Example implementation (the one CheddahBot uses):
```python
import httpx
_cache = {}
def openrouter_plural_check(a: str, b: str) -> bool:
key = (a, b) if a <= b else (b, a)
if key in _cache:
return _cache[key]
resp = httpx.post(
"https://openrouter.ai/api/v1/chat/completions",
headers={"Authorization": f"Bearer {OPENROUTER_API_KEY}"},
json={
"model": "anthropic/claude-haiku-4.5",
"max_tokens": 5,
"messages": [
{"role": "system", "content":
"Reply with only 'YES' or 'NO'. YES iff the two keywords "
"are identical except for singular/plural form."},
{"role": "user", "content": f'A: "{a}"\nB: "{b}"'},
],
},
timeout=15,
)
result = "YES" in resp.json()["choices"][0]["message"]["content"].upper()
_cache[key] = result
return result
```
Tests may pass `lambda a, b: False` for the fast-path-only case, or any
deterministic fake.
## The `PipelineResult` dataclass
Every pipeline entry point returns the same shape:
| field | meaning |
|-----------------|----------------------------------------------------------------|
| `ok` | True if the pipeline completed the phase it was asked to do |
| `step` | "ingest" / "generate" / "complete" (on success) or where it failed |
| `ingest` | `IngestResult` if ingest ran, else None |
| `generate` | `GenerateResult` if generate ran, else None |
| `error` | Human-readable error message (empty on success) |
| `summary` | Multi-line human-readable summary, safe to post as a comment |
| `project_name` | The BLM project name |
| `job_file` | Path to the final job file (post-move on success) |
| `log_lines` | Progress messages captured during the run |
## What this package does NOT do
- Does not watch folders. No threads, no polling loops.
- Does not know about ClickUp, Linear, or any task system. The caller owns
task state and decides what status transitions mean.
- Does not sync with shared-folder job queues (the old AutoCora queue).
- Does not manage the Cora tool itself. It only consumes xlsx files that
Cora has already produced.
- Does not pick up where BLM leaves off. When BLM finishes `generate-batch`,
the job is done from this package's perspective.

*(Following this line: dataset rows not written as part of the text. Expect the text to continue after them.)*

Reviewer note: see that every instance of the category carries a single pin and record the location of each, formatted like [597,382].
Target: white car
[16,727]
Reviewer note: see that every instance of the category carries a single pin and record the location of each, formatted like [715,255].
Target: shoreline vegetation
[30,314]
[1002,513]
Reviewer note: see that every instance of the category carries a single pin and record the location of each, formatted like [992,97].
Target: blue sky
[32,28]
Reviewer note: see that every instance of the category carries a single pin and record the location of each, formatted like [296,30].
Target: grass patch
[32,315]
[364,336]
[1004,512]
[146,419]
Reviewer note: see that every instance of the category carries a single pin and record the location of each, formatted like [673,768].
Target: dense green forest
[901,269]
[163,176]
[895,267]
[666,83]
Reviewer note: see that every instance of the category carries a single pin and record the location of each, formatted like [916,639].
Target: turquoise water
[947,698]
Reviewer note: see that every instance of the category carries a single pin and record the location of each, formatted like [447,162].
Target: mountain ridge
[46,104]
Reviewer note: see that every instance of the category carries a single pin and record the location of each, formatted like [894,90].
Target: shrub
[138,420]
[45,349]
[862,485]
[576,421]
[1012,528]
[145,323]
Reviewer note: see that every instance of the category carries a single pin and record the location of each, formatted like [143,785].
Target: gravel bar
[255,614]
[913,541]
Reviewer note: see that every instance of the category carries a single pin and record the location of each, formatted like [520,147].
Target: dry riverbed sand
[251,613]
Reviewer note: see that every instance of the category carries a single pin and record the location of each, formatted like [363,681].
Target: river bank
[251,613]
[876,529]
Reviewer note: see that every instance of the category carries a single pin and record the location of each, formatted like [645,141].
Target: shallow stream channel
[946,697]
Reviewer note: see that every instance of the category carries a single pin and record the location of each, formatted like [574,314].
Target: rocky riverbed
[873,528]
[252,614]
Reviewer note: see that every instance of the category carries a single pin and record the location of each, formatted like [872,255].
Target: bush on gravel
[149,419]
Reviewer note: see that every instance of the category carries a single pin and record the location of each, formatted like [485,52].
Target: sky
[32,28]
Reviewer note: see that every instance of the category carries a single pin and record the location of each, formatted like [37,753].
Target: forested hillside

These were deliberate drops during extraction. CheddahBot had folder-watch
threads, ClickUp auto-matching, AutoCora queue submission, and a multi-inbox
distribution loop. Paperclip owns that scheduling logic in its own code.
## Development
Requires Python 3.11+ and [uv](https://docs.astral.sh/uv/).
```
uv sync # install dev + test deps
uv run pytest # run the test suite (89 tests, ~96% coverage)
uv run ruff check . # lint
```
## Provenance
Extracted from the CheddahBot repo, specifically:
- `cheddahbot/tools/linkbuilding.py` -- pipeline logic and fuzzy matching
- `cheddahbot/tools/autocora.py` -- only the fuzzy-match helpers were kept;
the shared-folder job queue and result polling were dropped
- `cheddahbot/scheduler.py` -- folder-watch loops were dropped; their
matching logic was converted to a synchronous `find_xlsx_for_keyword` call
The BLM invocation parameters, stdout parsing regexes, and default ratios
match CheddahBot's production behavior exactly.